(Next Avenue invited all our 2016 Influencers in Aging to write essays about the one thing they would like to change about aging in America. This is the first of the essays.)
Bette Davis famously said, “Old age ain’t no place for sissies.” If you or someone you love has been there, you’ll likely agree.
Thankfully, Americans have Social Security and Medicare to help ease their transition into retirement and improve the likelihood they’ll age financially and medically secure. Social Security keeps 22 million Americans out of poverty, while Medicare provides universal health care for 55 million seniors and people with disabilities.
The graying of America is too often presented as simply a drain on our national resources and an opportunity to pit generations against each other.
Pitting Young vs. Old
Social Security and Medicare are among our nation’s most successful federal programs, touching the lives of virtually every American family. In spite of this, these programs continue to be political targets by those who have tried to pit young vs. old, creating a generational battle over limited budget resources.
Portraying America’s parents and grandparents as “greedy geezers” who care only about their own benefits (which they’ve earned after a lifetime) at the expense of future generations is one of the most pernicious examples of the ageism that is all too common in our nation. We see it in the workplace, in public debate, between generations and in social policy.
Time for Government Leaders to Address Ageism
If I could change one thing about aging in the U.S., it would be how our government leaders address ageism through public law. They must ensure that all retirees and their families, present and future, have ample and easy access to health, income and job security, community supports and a robust aging network that offers choice, independence and dignity.
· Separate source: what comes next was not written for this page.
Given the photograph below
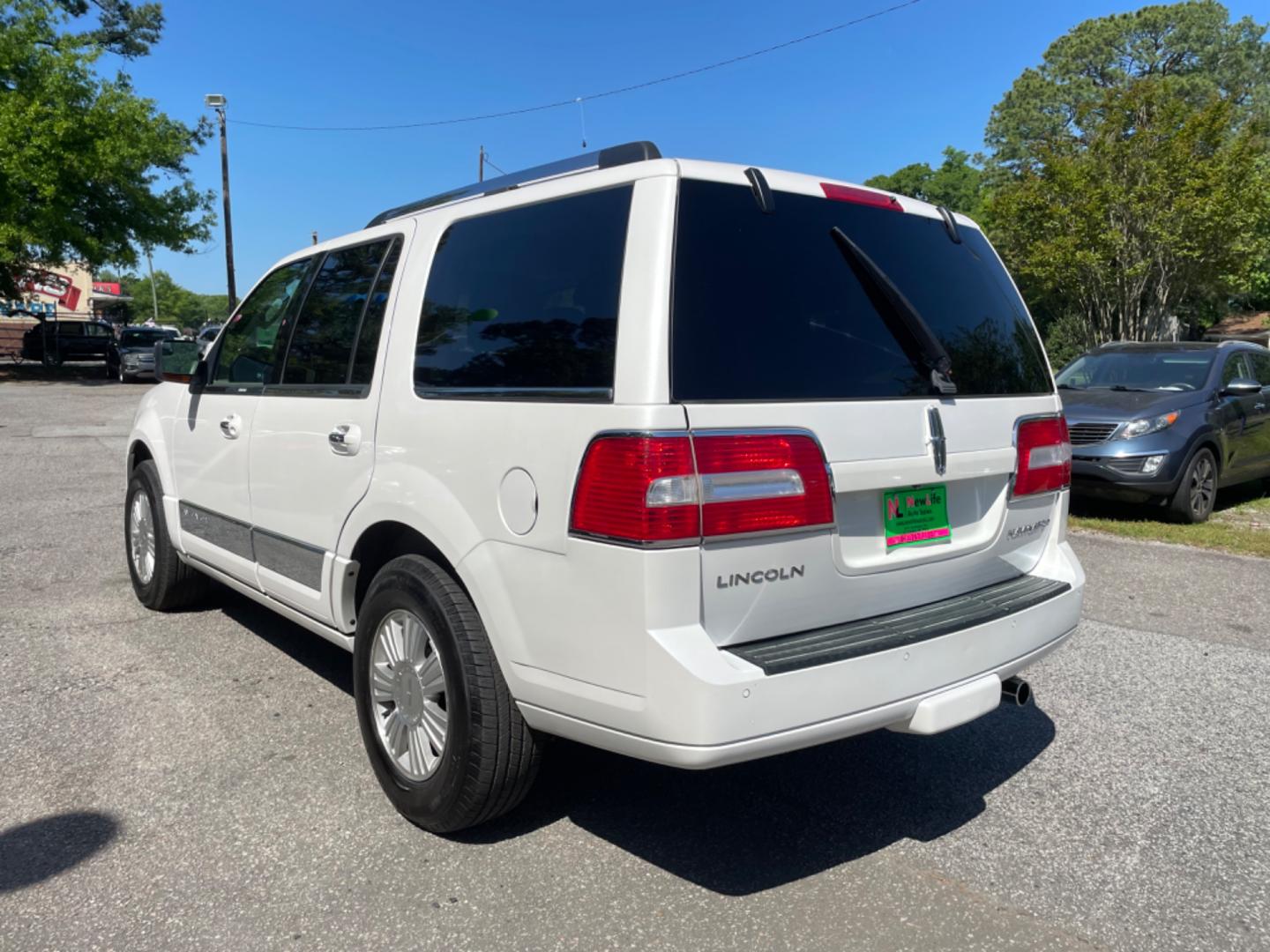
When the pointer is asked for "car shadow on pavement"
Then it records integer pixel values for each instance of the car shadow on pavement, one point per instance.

The retirement of America’s Baby Boom generation has provided us with a unique opportunity to create innovative and responsive aging policies that would serve our nation well for generations to come. Unfortunately, we have not done enough to modernize and revolutionize our aging policies.
It’s not like we didn’t know the boomers would retire someday. America built schools when this growing demographic was young, houses as it matured and large surpluses in the Social Security Trust Fund in anticipation of its retirement. However, now that 10,000 boomers turn 65 each day, the graying of America is too often presented as simply a drain on our national resources and — even worse — used as an opportunity to pit generations against each other.
How Ageism Hurts America
Ageism, sadly, pervades our policy discourse, squandering this unique opportunity in our history to create policies, systems and programs that tap into the wealth of experience, knowledge and opportunities that our aging community provides.
The 14 percent of America that is now over 65 should be at the heart of public policies to improve our nation’s health care system and to increase employment opportunities, fair housing, and economic equity that can stretch across all generations.
Let’s remember these words of former Vice President Hubert Humphrey: “It was once said that the moral test of government is how that government treats those who are in the dawn of life, the children; those who are in the twilight of life, the elderly and those who are in the shadows of life, the sick, the needy and the handicapped.”
We must fight back against ageism, which ignores the reality that America is strongest when the young, old and everyone in between are economically empowered, healthy and secure.